Представления о любви в культуре имеет ряд важных особенностей. Во-первых, любовь настолько ценна для человека, что история культуры характеризуется постоянным смещением ее понятия от значения особой стороны процесса половых отношений к обозначению всякого отношения, в которое вступает человек. Такое расширение понятия выливается в градации форм ее проявления, уровней интенсивности (от страстной любви до благожелательной симпатии или мимолетного влечения) и степеней приемлемости (чаще всего идеализация духовных чувств и запрет на сексуальность). Во-вторых, поэтизация и метафоризация понятия любви приводит к перегрузке его содержания понятия, что выливается в представления о ее парадоксальности, непознаваемости или иллюзорности. Функционализация и релятивизация любви также зачастую выливается в представление о полном отсутствии ее сущности (пустой знак). С учетом расширения и перегрузки содержания понятия любви философия должна, учитывая дополнительность искусства и науки, конституировать многоуровневое функциональное его описание при сохранении определенности денотата. В-третьих, универсализация любви как всеобщего тяготения или влечения способствует утере ее человеческого смысла, а утверждение исключительно антропогенного характера любви не согласуется  с этологией, в силу чего в философии любовь должна описываться как культурно обусловленная форма проявления природных сил. Наконец, генезис трактовок любви выдает ее сложность и процессуальность, что обязательно должно учитываться продуктивным ее понятием.

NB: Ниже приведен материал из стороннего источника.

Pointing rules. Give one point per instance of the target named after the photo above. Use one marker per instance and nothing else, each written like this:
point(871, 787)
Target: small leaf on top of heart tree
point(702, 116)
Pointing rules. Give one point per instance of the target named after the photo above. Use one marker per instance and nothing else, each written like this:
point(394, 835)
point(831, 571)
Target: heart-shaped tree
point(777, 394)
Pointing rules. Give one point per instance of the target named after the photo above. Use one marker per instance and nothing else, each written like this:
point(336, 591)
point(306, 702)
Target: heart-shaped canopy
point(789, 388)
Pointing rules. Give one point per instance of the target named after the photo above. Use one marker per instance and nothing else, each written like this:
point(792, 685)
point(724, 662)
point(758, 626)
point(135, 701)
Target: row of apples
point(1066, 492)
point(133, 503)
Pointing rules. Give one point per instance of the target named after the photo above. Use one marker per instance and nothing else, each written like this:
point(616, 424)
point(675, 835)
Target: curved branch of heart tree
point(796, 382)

В результате можно предложить следующее понятие любви. Любовь – выступающий важнейшим идеалом процесс свободного формирования подлинного межличностного единства на основе духовной близости и телесной симпатии. Здесь любовь предстает не отвлеченным чувством, но подразумевает особые психические переживания. Она – не определенное событие, но реализуется в целой серии различных событий и эффектов. Имея субъективную и объективную стороны, любовь предстает как активная деятельность, а не отвлеченная сила. Любить – значит не просто действовать, но творить по своей воле, достигая полноты реализации себя в диалоге с Другим. Конечно, данное понятие исключает ряд утверждений типа «любовь к себе», «любовь к вещи» и «любовь к группе», жестко ограничивая другие контексты употребления. Но, с другой стороны, это понятие относимо не только к сексуальным связям (к некоторым из них оно вообще не относится), поскольку физическая комплиментарность – идея более гибкая, чем половое влечение. Пластичность понятия любви придается также неоднозначностью понятия духовной близости, поскольку подразумевается не полное совпадение моральных и эстетических установок, психических особенностей и тем более знаний, но лишь их разномерная схожесть. Данное понятие любви как идеального диалога имеет большой потенциал для диалектической его интерпретации, перспективной для понимания смысла любви.  

ЛИТЕРАТУРА
1. Спиноза Б. Этика / Б. Спиноза – СПб.: Азбука, 2001. – 352 с.
2. Гегель Г.В.Ф. Философия права / Г.В.Ф.Гегель – М.: Мысль, 1990. – 524 с.
3. Ницше Ф. Соч.: в 2 т. / Ф.Ницше – М.: Мысль, 1996. – Т. 2. – 829 с.
4. Эпштейн М. Знак пробела / М.Эпштейн – М.: Новое литературное обозрение, 2004. – 864 с.